Study design: Experimental study using circumferential lumbar stenosis (CLS) rat model.
Purpose: To investigate the effect of MLC901 administration on transforming growth factor (TGF)-β1 level and the degree of axonal demyelination in the CLS rat model.
Overview of literature: CLS is common in older adults, causing neuropathic pain that impairs daily functioning. TGF-β1 plays an essential role in nerve regeneration and reducing axonal demyelination in CLS. MLC901, a traditional therapeutic formula, has shown promise in preclinical studies, including modulating proinflammatory cytokines. While MLC901's effect on serum TGF-β1 levels in the CLS rat model has been explored, its impact on tissue TGF-β1 expression remains understudied.

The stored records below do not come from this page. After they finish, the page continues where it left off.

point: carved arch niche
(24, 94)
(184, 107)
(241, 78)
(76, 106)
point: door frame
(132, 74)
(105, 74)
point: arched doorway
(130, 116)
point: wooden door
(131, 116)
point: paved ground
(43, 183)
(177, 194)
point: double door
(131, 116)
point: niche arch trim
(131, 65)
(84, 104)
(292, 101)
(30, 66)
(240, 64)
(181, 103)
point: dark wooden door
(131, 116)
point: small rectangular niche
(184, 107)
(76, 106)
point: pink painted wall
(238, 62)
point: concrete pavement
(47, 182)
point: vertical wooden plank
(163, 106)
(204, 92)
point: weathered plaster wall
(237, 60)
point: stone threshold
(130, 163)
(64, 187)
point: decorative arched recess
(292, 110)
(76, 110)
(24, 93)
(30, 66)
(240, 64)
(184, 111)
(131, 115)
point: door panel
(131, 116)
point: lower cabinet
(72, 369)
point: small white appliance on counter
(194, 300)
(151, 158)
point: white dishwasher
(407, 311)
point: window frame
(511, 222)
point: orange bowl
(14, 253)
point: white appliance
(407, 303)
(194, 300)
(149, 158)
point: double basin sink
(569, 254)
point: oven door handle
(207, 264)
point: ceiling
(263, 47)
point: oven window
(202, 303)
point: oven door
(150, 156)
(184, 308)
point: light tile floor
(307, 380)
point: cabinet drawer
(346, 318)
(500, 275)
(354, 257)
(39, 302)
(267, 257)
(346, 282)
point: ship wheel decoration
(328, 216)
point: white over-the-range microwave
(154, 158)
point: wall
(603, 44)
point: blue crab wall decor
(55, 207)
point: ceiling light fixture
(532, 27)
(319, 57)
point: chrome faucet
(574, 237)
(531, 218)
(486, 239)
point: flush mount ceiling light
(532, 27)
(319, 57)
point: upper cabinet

Methods: Rats were randomly allocated into one of six groups: no CLS (baseline), CLS only (pretreatment), short treatment (1 day) with MLC901, short treatment with placebo, longer treatment (7 days) with MLC901, and longer treatment with placebo. The CLS model was induced by laminectomy at the lumbar 5th vertebra, followed by teflon insertion around the dura mater. Serum TGF-β1 levels were measured using enzyme-linked immunosorbent assay. Tissue TGF-β1 expression and the degree of axonal demyelination were assessed by immunohistochemistry and histopathology, respectively.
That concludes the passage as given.